The Learning C/C++urve

Columns

The Learning C/C++urve: Reflective C++

Bobby Schmidt

Bobby discusses various forms of nothing, from NULL pointers that never amount to anything to little pictures of nothing in particular.

Copyright © 1998 Robert H. Schmidt

Last month I promised I was done with pointers. I lied. Like Ellen Ripley in the latest Alien flick, pointers in this column just refuse to die. If this troubles you, blame the author of two obscenely influential C++ books for much of your woe.

You Say NULL, I Say nil

The author in question is Diligent Reader Scott Meyers, author of the seminal tomes Effective C++ [1] and More Effective C++ [2]. Scott once told me he considered himself a human kill file. One of his undead ideas wandered into my inbox:
"Regarding your column in the December CUJ, I think the approach I describe on pp. 111-112 of [Effective C++, Second Edition] is better than your nil, overlooking for the moment that my design requires support for member templates. What do you think?"
What did I think? At first I thought he was bored writing his talk for the Software Development (SD) conference, and needed a diversion. Later I thought he may have been serious, and took a gander at his approach. As the text on page 111 of Effective C++ shows, Scott is trying to solve the familiar problem of overloading in the presence of NULL:
#define NULL 0
void f(int);
void f(void *);
 
// error -- which 'f' gets called?
f(NULL);
Scott wants a NULL replacement that can't be confused for an int, but still has NULL's property of turning itself into any null pointer type.
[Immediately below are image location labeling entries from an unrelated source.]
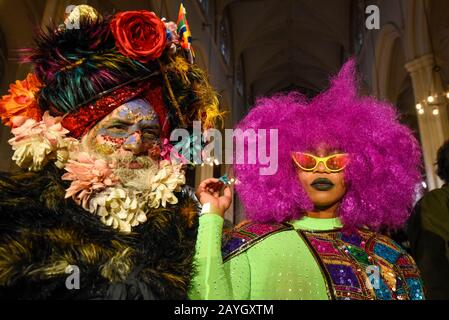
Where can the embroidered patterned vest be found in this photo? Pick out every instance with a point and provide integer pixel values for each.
(362, 265)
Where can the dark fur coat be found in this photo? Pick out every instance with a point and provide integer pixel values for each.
(41, 234)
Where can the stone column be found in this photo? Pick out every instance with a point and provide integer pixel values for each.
(434, 129)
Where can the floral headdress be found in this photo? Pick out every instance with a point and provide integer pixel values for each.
(83, 70)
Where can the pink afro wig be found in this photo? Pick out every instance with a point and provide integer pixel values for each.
(382, 176)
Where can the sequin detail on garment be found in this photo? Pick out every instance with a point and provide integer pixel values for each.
(365, 266)
(244, 237)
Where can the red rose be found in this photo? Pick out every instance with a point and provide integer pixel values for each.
(140, 35)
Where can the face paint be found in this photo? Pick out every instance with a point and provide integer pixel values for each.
(131, 129)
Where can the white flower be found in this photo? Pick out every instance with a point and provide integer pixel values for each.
(169, 178)
(119, 208)
(37, 142)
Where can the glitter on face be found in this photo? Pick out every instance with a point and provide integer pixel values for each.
(131, 128)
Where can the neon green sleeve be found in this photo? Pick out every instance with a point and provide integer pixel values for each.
(212, 279)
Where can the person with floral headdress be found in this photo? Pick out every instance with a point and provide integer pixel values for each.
(347, 169)
(98, 210)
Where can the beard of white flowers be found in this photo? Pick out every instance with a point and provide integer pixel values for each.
(135, 178)
(124, 206)
(119, 209)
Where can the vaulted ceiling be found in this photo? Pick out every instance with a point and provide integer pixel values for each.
(288, 43)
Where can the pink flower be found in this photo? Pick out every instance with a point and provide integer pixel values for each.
(35, 143)
(88, 175)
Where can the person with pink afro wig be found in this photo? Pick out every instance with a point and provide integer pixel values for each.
(346, 169)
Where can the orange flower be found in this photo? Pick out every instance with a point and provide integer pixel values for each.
(21, 100)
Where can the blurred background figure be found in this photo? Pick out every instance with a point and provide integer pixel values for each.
(429, 232)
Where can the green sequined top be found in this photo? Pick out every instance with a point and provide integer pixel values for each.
(281, 267)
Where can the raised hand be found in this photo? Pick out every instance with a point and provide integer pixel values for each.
(209, 192)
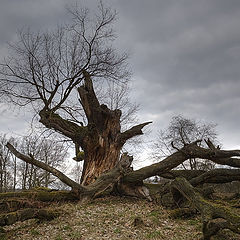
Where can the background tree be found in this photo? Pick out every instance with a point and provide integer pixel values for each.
(48, 151)
(181, 132)
(53, 72)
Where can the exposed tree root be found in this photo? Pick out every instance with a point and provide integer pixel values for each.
(214, 216)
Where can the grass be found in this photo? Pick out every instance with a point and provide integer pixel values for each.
(109, 218)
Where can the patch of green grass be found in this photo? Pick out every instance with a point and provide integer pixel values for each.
(34, 232)
(117, 230)
(193, 222)
(67, 228)
(58, 237)
(75, 235)
(154, 235)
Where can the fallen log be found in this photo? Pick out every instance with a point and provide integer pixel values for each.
(214, 216)
(28, 213)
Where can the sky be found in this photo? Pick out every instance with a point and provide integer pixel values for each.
(185, 57)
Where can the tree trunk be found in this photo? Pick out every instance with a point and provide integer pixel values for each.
(101, 140)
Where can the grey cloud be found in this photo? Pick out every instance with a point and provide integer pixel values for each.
(185, 54)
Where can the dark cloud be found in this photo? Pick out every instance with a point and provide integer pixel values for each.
(185, 54)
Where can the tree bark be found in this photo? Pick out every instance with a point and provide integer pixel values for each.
(214, 217)
(101, 140)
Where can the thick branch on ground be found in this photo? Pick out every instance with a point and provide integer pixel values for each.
(188, 174)
(217, 176)
(132, 132)
(191, 150)
(43, 196)
(106, 182)
(28, 213)
(46, 167)
(214, 217)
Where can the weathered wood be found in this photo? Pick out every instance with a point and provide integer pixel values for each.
(46, 167)
(42, 196)
(28, 213)
(214, 216)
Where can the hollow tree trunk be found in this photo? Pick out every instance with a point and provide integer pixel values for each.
(101, 140)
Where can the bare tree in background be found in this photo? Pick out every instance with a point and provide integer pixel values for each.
(54, 72)
(48, 151)
(181, 132)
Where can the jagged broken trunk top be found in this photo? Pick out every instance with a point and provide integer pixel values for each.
(101, 140)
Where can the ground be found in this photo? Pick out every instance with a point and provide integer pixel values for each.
(110, 218)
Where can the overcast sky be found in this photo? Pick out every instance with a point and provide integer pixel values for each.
(185, 57)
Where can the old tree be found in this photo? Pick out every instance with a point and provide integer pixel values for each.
(55, 73)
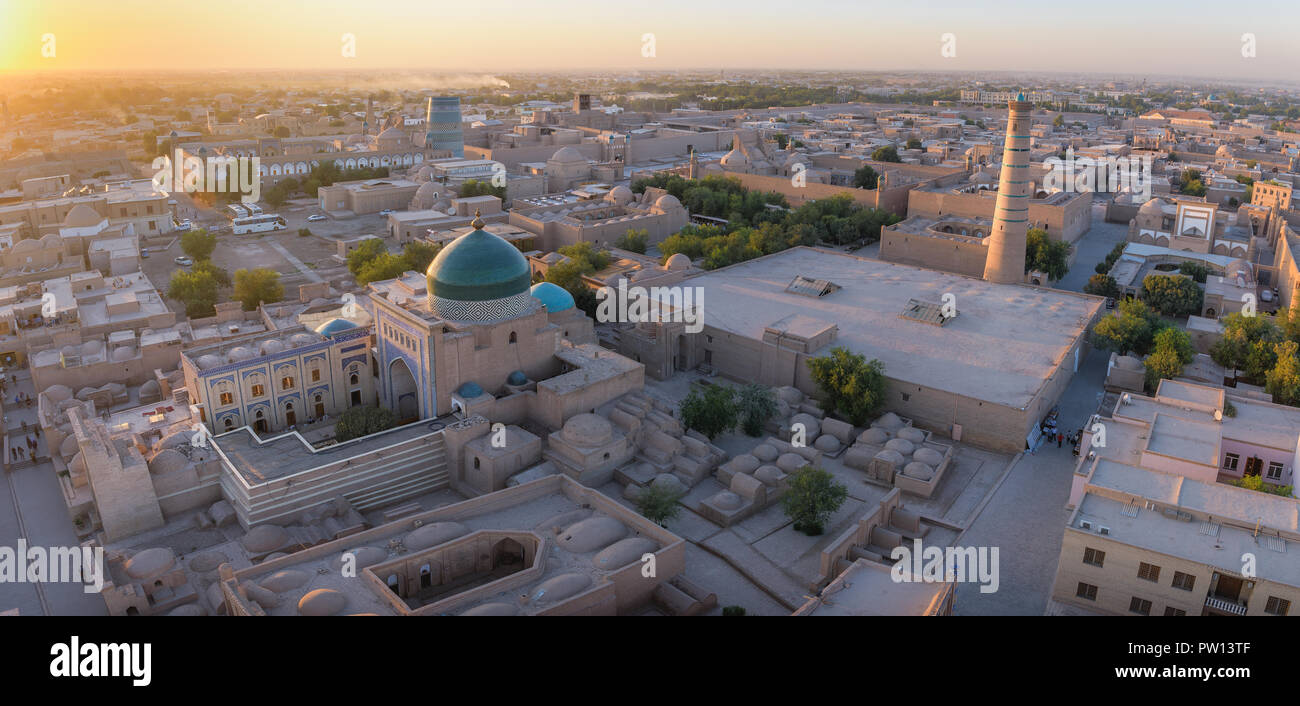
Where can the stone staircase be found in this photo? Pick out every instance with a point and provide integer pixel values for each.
(430, 473)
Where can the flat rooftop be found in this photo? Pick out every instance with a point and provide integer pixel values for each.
(261, 460)
(867, 588)
(1001, 347)
(1221, 544)
(541, 507)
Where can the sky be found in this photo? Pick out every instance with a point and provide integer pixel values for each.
(1134, 37)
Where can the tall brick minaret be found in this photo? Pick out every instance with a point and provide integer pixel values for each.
(1005, 261)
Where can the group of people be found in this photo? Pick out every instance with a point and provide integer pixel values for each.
(18, 453)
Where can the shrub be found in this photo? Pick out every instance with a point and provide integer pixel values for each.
(813, 498)
(659, 503)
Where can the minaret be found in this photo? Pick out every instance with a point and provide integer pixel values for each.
(428, 126)
(1005, 260)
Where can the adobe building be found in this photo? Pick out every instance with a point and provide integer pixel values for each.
(602, 222)
(960, 376)
(1155, 528)
(545, 548)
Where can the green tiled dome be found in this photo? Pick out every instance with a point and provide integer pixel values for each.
(479, 267)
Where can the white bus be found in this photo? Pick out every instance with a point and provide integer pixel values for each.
(258, 224)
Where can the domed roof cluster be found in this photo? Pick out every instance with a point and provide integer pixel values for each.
(666, 203)
(588, 431)
(425, 196)
(554, 297)
(620, 195)
(334, 326)
(82, 216)
(567, 155)
(477, 268)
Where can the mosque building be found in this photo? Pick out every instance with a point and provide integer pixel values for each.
(471, 324)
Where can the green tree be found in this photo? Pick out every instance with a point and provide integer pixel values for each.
(196, 290)
(1162, 363)
(659, 503)
(885, 154)
(1283, 380)
(1045, 255)
(811, 499)
(710, 410)
(1194, 269)
(849, 384)
(363, 420)
(219, 274)
(419, 254)
(475, 187)
(635, 241)
(258, 286)
(1175, 339)
(755, 405)
(865, 177)
(363, 254)
(1103, 285)
(198, 245)
(1132, 328)
(1171, 295)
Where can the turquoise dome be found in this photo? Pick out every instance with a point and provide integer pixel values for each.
(334, 325)
(555, 297)
(479, 267)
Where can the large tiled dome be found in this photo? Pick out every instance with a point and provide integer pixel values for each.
(479, 277)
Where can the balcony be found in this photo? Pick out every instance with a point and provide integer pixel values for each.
(1225, 605)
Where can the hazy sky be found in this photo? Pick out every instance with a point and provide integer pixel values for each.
(1130, 37)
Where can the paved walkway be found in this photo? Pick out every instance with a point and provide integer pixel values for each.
(1026, 516)
(306, 271)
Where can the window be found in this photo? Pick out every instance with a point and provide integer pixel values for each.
(1093, 557)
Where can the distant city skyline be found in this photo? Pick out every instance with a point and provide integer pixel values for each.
(1186, 38)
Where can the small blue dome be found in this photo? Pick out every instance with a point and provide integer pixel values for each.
(334, 325)
(554, 297)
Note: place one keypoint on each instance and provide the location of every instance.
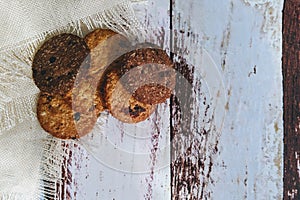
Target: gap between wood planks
(291, 98)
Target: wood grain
(291, 82)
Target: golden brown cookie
(57, 62)
(122, 105)
(105, 46)
(63, 118)
(147, 74)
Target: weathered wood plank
(291, 85)
(245, 160)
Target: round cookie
(56, 63)
(61, 118)
(122, 105)
(105, 46)
(147, 74)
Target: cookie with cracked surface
(147, 74)
(122, 105)
(61, 118)
(57, 62)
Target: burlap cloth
(30, 158)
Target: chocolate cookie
(122, 105)
(60, 117)
(147, 74)
(56, 63)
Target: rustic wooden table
(224, 139)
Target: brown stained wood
(291, 84)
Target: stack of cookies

His solution
class NullClass
    {
public:
    template<class T>
    operator T *() const
        {
        return 0;
        }
    };
 
const NullClass NULL;
relies on a comparatively recent addition to C++: member function templates. The template operator T *() lets NullClass act as if it has valid conversions for every possible pointer type:
class NullClass
    {
public:
    operator char() const;
    operator int() const;
    operator unsigned() const;
    // ... ad infinitum
    };
with the compiler picking the correct conversion as needed. If we extend the example to
int *p = NULL;
the compiler treats the initialization effectively as
int *p = NULL.operator int *();
and instantiates the function NullClass::operator int *(). That function returns the integer 0, which the compiler converts to the null pointer of type int *.
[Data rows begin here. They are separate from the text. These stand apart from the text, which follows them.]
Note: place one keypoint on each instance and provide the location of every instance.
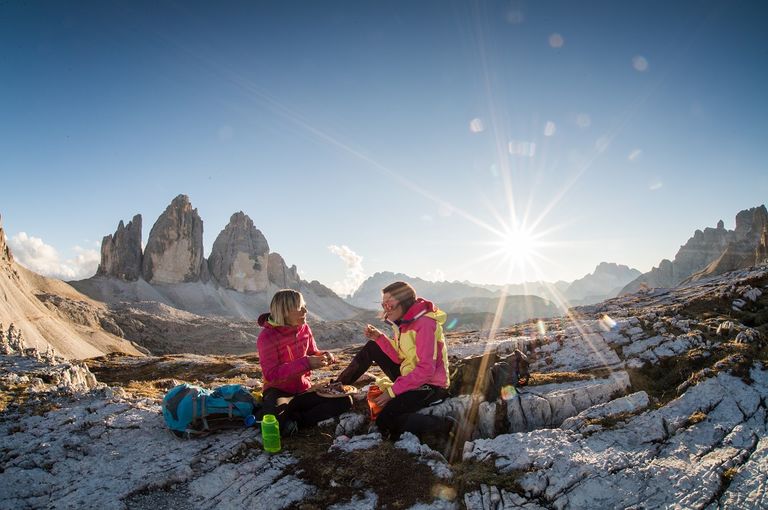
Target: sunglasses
(389, 305)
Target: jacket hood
(423, 307)
(263, 320)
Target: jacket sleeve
(312, 349)
(271, 368)
(386, 346)
(425, 352)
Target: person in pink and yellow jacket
(287, 355)
(415, 359)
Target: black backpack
(498, 372)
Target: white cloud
(436, 275)
(522, 148)
(583, 120)
(35, 255)
(355, 274)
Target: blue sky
(412, 133)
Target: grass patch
(609, 422)
(662, 379)
(13, 395)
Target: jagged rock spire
(174, 252)
(121, 251)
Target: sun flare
(519, 245)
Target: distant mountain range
(605, 282)
(237, 280)
(711, 252)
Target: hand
(382, 399)
(317, 361)
(372, 332)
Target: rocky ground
(651, 400)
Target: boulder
(121, 252)
(239, 259)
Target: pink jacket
(283, 352)
(418, 347)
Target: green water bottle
(270, 433)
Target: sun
(519, 245)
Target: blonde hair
(402, 292)
(283, 302)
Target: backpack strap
(203, 414)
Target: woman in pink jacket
(287, 355)
(415, 360)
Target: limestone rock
(605, 282)
(280, 274)
(174, 252)
(239, 258)
(5, 252)
(121, 251)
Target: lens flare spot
(556, 40)
(508, 392)
(515, 17)
(607, 323)
(602, 143)
(476, 126)
(522, 148)
(640, 63)
(443, 492)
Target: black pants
(306, 409)
(399, 415)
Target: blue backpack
(194, 411)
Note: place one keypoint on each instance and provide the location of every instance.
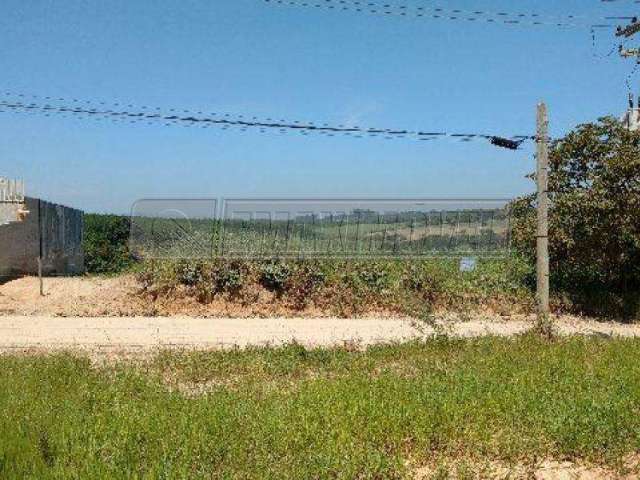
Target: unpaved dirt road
(151, 333)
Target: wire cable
(87, 109)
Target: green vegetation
(297, 413)
(594, 186)
(344, 287)
(106, 243)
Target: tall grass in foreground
(297, 413)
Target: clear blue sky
(249, 57)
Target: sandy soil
(543, 470)
(123, 297)
(110, 313)
(146, 334)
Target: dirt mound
(123, 296)
(75, 296)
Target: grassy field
(296, 413)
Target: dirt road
(151, 333)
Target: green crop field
(402, 234)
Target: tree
(594, 191)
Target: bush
(106, 243)
(275, 276)
(348, 288)
(594, 190)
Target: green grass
(297, 413)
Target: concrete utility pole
(542, 236)
(632, 117)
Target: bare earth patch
(542, 470)
(122, 296)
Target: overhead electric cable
(156, 115)
(451, 14)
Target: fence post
(40, 247)
(542, 234)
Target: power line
(479, 16)
(98, 110)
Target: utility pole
(632, 117)
(542, 234)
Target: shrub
(594, 190)
(275, 275)
(106, 243)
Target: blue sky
(252, 58)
Unlike the real macro NULL, this NULL is not an integer, and does not turn itself into an integer, preventing code like
int i = NULL; // error
On page 112, Scott's embellished NullClass:

is anonymous, preventing the manufacture of multiple NULL objects,

declares a public pointer-to-member conversion,

declares a private (unimplemented) operator&, preventing NULL's address from being taken. As Scott notes, my nil can have its address taken, which he correctly calls an "unexpected side effect."

My Take

Scott is trying to solve a problem different from mine. I want a replacement for NULL that allows more fine-tuned interaction with my auto_pointer class, while Scott wants a plug-and-play replacement for the real NULL. In my response to Scott I noted that:

Anonymous class names make me nervous, especially in light of type equivalence rules and the One Definition Rule. But I also acknowledge his method pollutes the global name space less.

Pointers to members are so seldom used, I hadn't even considered them for auto_pointer. In fact, the Standard Template Library (STL) auto_ptr class — from which I took my original inspiration — makes no attempt to handle pointers to members. For a complete NULL replacement like Scott's, pointers to members make sense.
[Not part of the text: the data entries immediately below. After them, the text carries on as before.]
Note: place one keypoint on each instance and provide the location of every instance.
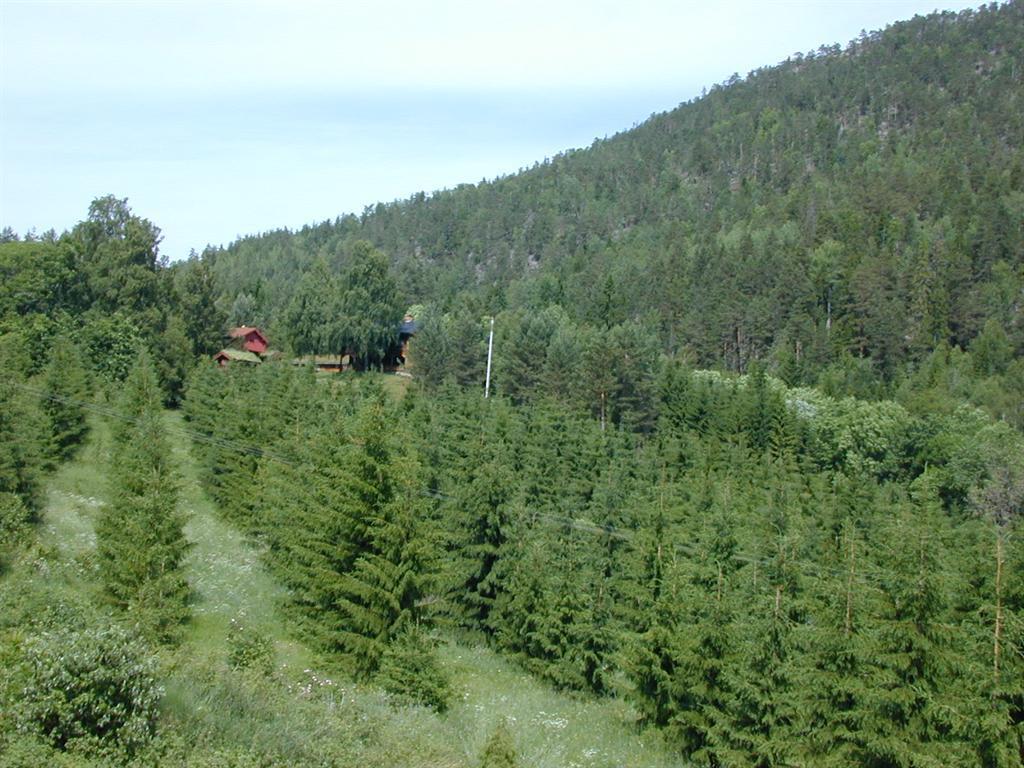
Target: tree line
(771, 574)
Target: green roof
(239, 355)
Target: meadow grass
(298, 714)
(551, 729)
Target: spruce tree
(139, 535)
(66, 388)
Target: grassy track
(551, 729)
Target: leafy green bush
(14, 519)
(411, 672)
(249, 648)
(500, 750)
(90, 690)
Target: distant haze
(224, 119)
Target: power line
(576, 523)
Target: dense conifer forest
(747, 489)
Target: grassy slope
(297, 711)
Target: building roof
(240, 355)
(243, 331)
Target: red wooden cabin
(251, 339)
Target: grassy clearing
(551, 729)
(224, 570)
(299, 715)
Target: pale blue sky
(219, 119)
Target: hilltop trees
(356, 311)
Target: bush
(14, 524)
(500, 750)
(411, 672)
(248, 648)
(91, 690)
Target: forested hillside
(747, 491)
(851, 209)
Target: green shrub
(14, 519)
(249, 648)
(500, 750)
(411, 672)
(91, 690)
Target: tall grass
(295, 714)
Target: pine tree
(66, 387)
(139, 535)
(911, 683)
I bet a lot of compilers don't support member templates correctly

if at all, a point I bring home shortly.

The smarts in Scott's design lie within the pointer itself. The smarts in mine lie in auto_pointer: when passed a dummy argument of type class nil, auto_pointer knows to treat itself as a conceptual NULL pointer. The nil object is completely unremarkable and unaware.

I don't want all of NULL's features. Instead, I want to selectively enable or disable certain pointer behavior. Scott's NULL replicates most of the real NULL's behavior, desirable and otherwise.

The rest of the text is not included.